Blue Thermally Activated Delayed Fluorescent OLEDs With EQE up to 25% via 3MMLCT-Induced and Short-Lived Phosphorescent Dinuclear Pt(II) Sensitizers

Abstract

The novel dinuclear Pt(II) complexes, Di-Pt-CH3 and Di-Pt-CD3 with non-fluorinated n-hetero cyclic (NHC) ligands are developed. They exhibit phosphorescent emission in the range of 440–460 nm in film state with ≈60% photoluminescence quantum yield (PLQY) and a shorter lifetime due to a moderate Pt-Pt distance of 3.21 Å. By suitably combining with blue multiresornance thermally activated delay fluorescence (MR-TADF) emitters, t-DABNA and ν-DABNA, efficient energy transfer is achieved from the triplet intraligand state (3IL) and triplet metal ligand change transfer (3MLCT) mixed states of Pt(II) complexes to the singlet state of the emitters.

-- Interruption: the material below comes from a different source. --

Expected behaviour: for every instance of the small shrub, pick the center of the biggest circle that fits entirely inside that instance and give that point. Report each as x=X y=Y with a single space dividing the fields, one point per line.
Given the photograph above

Importantly, the delayed triplet lifetime of the TADF emitter is shortened through the fast relaxation of triplet metal-metal to ligand charge transfer (3MMLCT) states, possessing 0.07 eV lower energy compared to the triplet states of the TADF emitters. Di-Pt-CH3 and Di-Pt-CD3 are employed in phosphorescent and phosphorescent sensitized TADF (PS-TADF) blue OLEDs, resulting in high external quantum efficiency (EQE) of 18.8% and 25.4%, respectively. An extremely low roll-off characteristic of 9.8% is observed in the PS-TADF OLED. Additionally, deuterium substitution of the methyl group improved phosphorescent device lifetime by 2.6 times. Notably, Di-Pt-CD3 resulted in significant lifetime enhancements: 4.7 times in phosphorescent devices and 6.6 times in PS-TADF devices, compared with Ir(cb)3-based devices. The mechanism for the increased lifetime is extensively studied through the magneto-electroluminescence (MEL) and transient electroluminescence (TrEL) measurements. © 2024 Wiley-VCH GmbH.